For the past several years an ongoing artistic project of mine has been to paint our house, a Craftsman bungalow on Lincoln Street in Bloomington, Indiana. The project grew to include paintings of the surrounding neighborhood, which follows the original grid of land surveyed for settlement during the early nineteenth century.  A desire to paint my neighbors seemed to grow naturally out these groups of paintings. Jane was one of the first people I thought of asking to pose. When I mentioned it to her she was open to the idea. We worked out a trade for the painting with the Ruff sign in exchange for the time that it would take to sit for the painting, but I have a feeling that she would have been interested in posing anyway.
I suspect that Jane and I are roughly the same age – in our fifties. Rose, Jane’s daughter and a high school student in her teens, was interested in posing as well. One of the things that would be nice about painting them was that they would be a little older and younger than the people I normally paint. I chose a canvas of a size and shape I happened to have that was longer than tall and that I thought would hold the pair of them nicely. They chose a comfortable position on an old couch in our living room. In beginning to work I quickly realized that their figures would be just under life size – which is a good scale to paint features such as hands and heads.
Jane and Rose unconsciously assumed very similar postures as they sat. Having mother and daughter pose was almost like seeing in stereo.  I looked for the family resemblance in each of their faces. We arranged a television just outside of the frame of the composition for them to watch as I painted so I experienced the entire first season of Ugly Betty vicariously. As the painting progressed I came to realize that posing was an occasion for them to spend time with one another that they both enjoyed.  There is a subtle difference in feeling toward sitters for a portrait as opposed to models posing for a figure composition. I was more conscious of imposing on the subject’s time and I found myself working in a more improvisatory manner. I accepted states for the painting that had a less finished feel more easily – I ran with accidental qualities.
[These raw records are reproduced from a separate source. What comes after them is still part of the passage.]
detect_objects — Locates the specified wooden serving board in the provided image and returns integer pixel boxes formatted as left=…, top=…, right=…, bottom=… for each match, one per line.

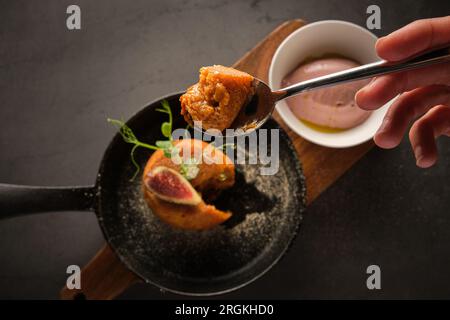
left=60, top=19, right=374, bottom=300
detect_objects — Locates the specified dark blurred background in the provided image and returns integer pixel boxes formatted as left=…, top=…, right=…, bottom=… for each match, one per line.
left=0, top=0, right=449, bottom=299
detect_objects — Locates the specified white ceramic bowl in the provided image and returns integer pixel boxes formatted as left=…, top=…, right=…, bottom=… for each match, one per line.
left=269, top=20, right=393, bottom=148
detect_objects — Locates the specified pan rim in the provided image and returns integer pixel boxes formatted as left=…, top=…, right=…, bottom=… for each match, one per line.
left=95, top=91, right=306, bottom=296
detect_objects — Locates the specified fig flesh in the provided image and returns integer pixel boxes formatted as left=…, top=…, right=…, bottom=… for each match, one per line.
left=144, top=166, right=201, bottom=206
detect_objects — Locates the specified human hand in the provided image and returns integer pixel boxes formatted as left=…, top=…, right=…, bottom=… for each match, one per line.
left=356, top=16, right=450, bottom=168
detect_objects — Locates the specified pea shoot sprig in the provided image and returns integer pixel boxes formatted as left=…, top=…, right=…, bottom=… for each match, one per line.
left=107, top=100, right=178, bottom=181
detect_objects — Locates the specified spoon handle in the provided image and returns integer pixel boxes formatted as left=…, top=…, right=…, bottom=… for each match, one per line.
left=278, top=46, right=450, bottom=99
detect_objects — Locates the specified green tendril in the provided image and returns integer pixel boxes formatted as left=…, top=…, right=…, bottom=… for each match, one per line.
left=156, top=100, right=173, bottom=141
left=130, top=144, right=140, bottom=181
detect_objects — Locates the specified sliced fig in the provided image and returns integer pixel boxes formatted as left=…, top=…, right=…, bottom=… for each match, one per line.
left=144, top=166, right=201, bottom=206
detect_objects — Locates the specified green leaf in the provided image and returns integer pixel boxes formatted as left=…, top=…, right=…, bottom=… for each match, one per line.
left=161, top=122, right=171, bottom=138
left=163, top=148, right=172, bottom=158
left=179, top=157, right=200, bottom=180
left=107, top=118, right=137, bottom=144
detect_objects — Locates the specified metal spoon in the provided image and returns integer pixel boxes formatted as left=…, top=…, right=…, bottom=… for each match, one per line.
left=226, top=46, right=450, bottom=136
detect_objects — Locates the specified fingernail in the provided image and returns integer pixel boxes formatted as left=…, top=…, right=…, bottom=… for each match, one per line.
left=376, top=117, right=390, bottom=135
left=367, top=77, right=377, bottom=88
left=357, top=78, right=376, bottom=97
left=414, top=146, right=424, bottom=166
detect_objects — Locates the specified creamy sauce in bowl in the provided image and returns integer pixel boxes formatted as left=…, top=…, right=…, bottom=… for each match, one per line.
left=282, top=55, right=372, bottom=130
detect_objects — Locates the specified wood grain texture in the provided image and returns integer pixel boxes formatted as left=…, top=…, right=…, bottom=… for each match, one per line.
left=60, top=244, right=139, bottom=300
left=60, top=19, right=374, bottom=299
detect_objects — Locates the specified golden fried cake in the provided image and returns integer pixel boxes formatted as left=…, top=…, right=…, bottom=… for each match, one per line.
left=142, top=139, right=235, bottom=230
left=180, top=65, right=255, bottom=131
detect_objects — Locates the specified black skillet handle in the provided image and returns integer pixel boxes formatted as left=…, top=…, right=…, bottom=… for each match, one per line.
left=0, top=184, right=96, bottom=219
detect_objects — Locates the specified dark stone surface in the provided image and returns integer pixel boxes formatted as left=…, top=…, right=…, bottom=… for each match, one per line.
left=0, top=0, right=449, bottom=299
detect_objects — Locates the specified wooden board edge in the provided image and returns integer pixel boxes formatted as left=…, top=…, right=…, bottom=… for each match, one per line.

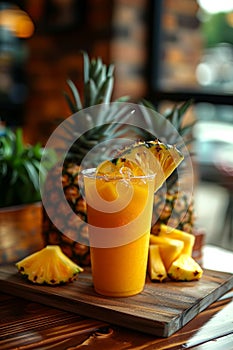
left=0, top=266, right=232, bottom=338
left=0, top=277, right=168, bottom=337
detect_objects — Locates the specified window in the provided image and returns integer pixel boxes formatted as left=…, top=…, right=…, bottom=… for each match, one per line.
left=149, top=1, right=233, bottom=247
left=149, top=0, right=233, bottom=105
left=148, top=0, right=233, bottom=172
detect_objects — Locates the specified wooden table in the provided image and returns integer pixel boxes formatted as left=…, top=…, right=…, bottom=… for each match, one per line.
left=0, top=246, right=233, bottom=350
left=0, top=289, right=233, bottom=349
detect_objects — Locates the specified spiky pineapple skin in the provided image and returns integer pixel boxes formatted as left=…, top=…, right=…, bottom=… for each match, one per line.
left=151, top=183, right=195, bottom=235
left=42, top=53, right=122, bottom=266
left=42, top=161, right=90, bottom=267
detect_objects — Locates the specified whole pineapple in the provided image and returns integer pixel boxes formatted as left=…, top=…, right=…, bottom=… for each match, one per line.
left=43, top=53, right=197, bottom=266
left=43, top=53, right=128, bottom=266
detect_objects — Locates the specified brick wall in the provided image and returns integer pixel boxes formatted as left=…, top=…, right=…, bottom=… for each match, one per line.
left=160, top=0, right=203, bottom=90
left=24, top=0, right=149, bottom=144
left=23, top=0, right=203, bottom=144
left=110, top=0, right=149, bottom=100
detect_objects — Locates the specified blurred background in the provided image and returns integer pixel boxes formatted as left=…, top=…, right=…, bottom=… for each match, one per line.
left=0, top=0, right=233, bottom=250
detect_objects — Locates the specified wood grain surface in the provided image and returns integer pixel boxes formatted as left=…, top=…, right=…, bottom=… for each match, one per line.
left=1, top=291, right=233, bottom=350
left=0, top=265, right=232, bottom=337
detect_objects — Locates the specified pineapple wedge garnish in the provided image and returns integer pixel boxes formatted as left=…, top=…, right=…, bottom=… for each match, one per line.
left=168, top=254, right=203, bottom=281
left=158, top=224, right=195, bottom=256
left=148, top=245, right=167, bottom=282
left=149, top=225, right=203, bottom=283
left=149, top=235, right=184, bottom=271
left=16, top=245, right=84, bottom=285
left=97, top=139, right=184, bottom=193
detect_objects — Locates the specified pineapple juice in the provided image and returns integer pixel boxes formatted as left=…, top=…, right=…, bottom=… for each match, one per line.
left=83, top=169, right=155, bottom=297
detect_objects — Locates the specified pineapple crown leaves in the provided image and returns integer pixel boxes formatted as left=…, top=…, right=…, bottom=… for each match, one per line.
left=58, top=104, right=138, bottom=164
left=163, top=99, right=195, bottom=139
left=60, top=52, right=131, bottom=164
left=0, top=128, right=56, bottom=207
left=63, top=51, right=129, bottom=113
left=139, top=99, right=196, bottom=151
left=139, top=99, right=196, bottom=190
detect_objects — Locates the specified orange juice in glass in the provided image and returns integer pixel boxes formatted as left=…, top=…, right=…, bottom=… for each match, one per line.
left=82, top=168, right=155, bottom=297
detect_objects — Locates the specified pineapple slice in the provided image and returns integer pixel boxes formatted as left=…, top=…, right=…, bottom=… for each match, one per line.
left=148, top=244, right=167, bottom=282
left=168, top=254, right=203, bottom=281
left=149, top=235, right=184, bottom=270
left=97, top=139, right=184, bottom=193
left=119, top=140, right=184, bottom=192
left=158, top=224, right=195, bottom=256
left=16, top=245, right=84, bottom=285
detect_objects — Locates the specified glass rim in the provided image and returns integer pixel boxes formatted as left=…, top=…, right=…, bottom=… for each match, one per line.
left=81, top=167, right=156, bottom=180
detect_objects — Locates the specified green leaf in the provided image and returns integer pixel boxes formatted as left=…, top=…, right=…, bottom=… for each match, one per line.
left=15, top=128, right=24, bottom=157
left=96, top=76, right=114, bottom=104
left=84, top=78, right=98, bottom=107
left=63, top=91, right=77, bottom=114
left=89, top=58, right=97, bottom=77
left=164, top=99, right=194, bottom=130
left=177, top=99, right=194, bottom=117
left=0, top=127, right=56, bottom=206
left=0, top=161, right=8, bottom=177
left=66, top=79, right=82, bottom=111
left=23, top=160, right=39, bottom=192
left=32, top=143, right=43, bottom=159
left=179, top=121, right=196, bottom=136
left=140, top=99, right=156, bottom=111
left=9, top=169, right=19, bottom=185
left=107, top=64, right=115, bottom=77
left=95, top=66, right=107, bottom=89
left=82, top=51, right=90, bottom=84
left=115, top=96, right=130, bottom=102
left=138, top=103, right=157, bottom=133
left=169, top=107, right=180, bottom=129
left=0, top=137, right=13, bottom=159
left=92, top=57, right=103, bottom=79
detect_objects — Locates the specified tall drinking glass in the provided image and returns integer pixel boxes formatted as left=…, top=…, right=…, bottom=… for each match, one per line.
left=82, top=168, right=155, bottom=297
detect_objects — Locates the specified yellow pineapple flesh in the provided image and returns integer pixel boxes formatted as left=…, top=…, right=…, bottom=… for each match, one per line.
left=149, top=235, right=184, bottom=270
left=116, top=139, right=184, bottom=192
left=168, top=254, right=203, bottom=281
left=158, top=224, right=195, bottom=256
left=16, top=245, right=83, bottom=285
left=148, top=244, right=167, bottom=282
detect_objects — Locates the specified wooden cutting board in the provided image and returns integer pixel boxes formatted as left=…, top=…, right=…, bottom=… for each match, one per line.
left=0, top=265, right=232, bottom=337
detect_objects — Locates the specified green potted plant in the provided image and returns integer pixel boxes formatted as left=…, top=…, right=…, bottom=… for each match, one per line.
left=0, top=127, right=55, bottom=264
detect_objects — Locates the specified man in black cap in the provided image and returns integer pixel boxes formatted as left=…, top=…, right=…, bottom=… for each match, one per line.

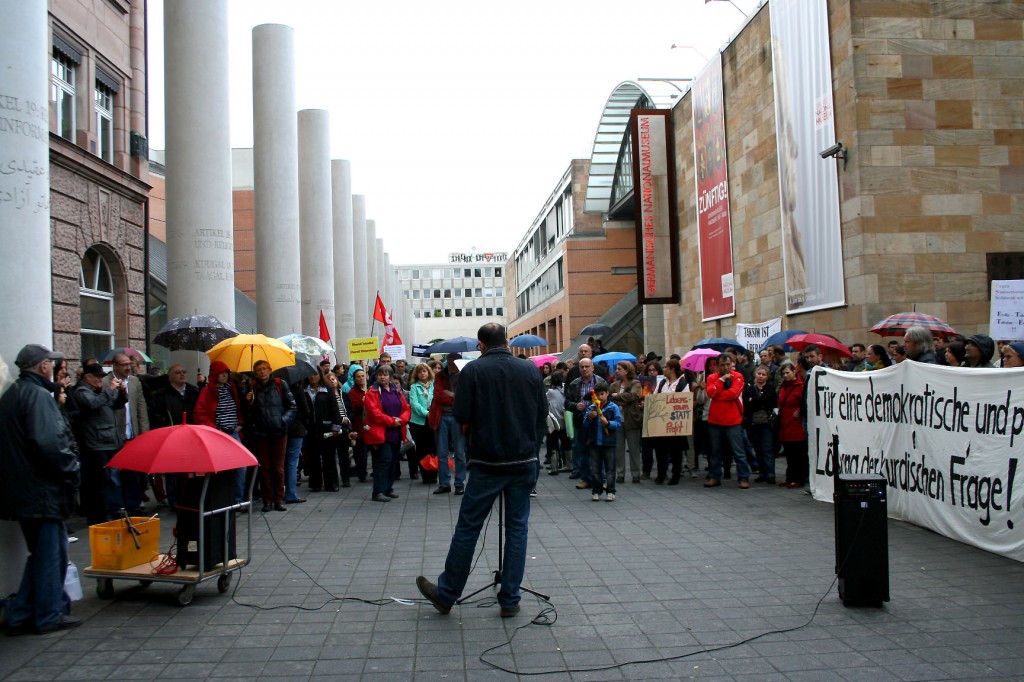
left=0, top=344, right=82, bottom=635
left=73, top=362, right=128, bottom=524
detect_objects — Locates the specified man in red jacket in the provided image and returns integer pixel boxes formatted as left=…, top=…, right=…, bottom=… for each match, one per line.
left=704, top=353, right=752, bottom=489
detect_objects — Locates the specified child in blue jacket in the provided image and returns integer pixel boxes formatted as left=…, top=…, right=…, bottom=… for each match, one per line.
left=584, top=382, right=623, bottom=501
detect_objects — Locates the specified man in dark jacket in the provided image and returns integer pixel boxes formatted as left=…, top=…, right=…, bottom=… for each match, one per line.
left=73, top=363, right=128, bottom=524
left=416, top=323, right=546, bottom=618
left=0, top=344, right=82, bottom=635
left=246, top=360, right=297, bottom=512
left=147, top=364, right=200, bottom=506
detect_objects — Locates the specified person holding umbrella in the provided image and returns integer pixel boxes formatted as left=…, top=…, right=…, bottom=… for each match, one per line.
left=246, top=360, right=298, bottom=512
left=194, top=360, right=248, bottom=505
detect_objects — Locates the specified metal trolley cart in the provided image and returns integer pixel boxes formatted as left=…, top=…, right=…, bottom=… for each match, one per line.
left=84, top=424, right=259, bottom=606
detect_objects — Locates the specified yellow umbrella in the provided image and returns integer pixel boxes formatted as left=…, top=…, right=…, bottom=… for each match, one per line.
left=206, top=333, right=295, bottom=372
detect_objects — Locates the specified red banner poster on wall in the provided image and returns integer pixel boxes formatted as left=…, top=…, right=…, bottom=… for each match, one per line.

Other portraits from this group hold their own stories. I teach with Caleb, who posed with his son Avery, and Malcolm, who posed with his wife LuAnn and their son Owyn. Lauren, a student of mine, posed with her mother Brenda, who owns a photography gallery in town. Ben teaches Russian History at the University and previously owned our house on Lincoln Street. There maybe a bit of voyeurism in the little window I am afforded into people’s lives through portraiture – something of Hitchcock. I have placed myself in the roll of recorder, but I am a believer that poetry lurks in this flat-footed accrual of information.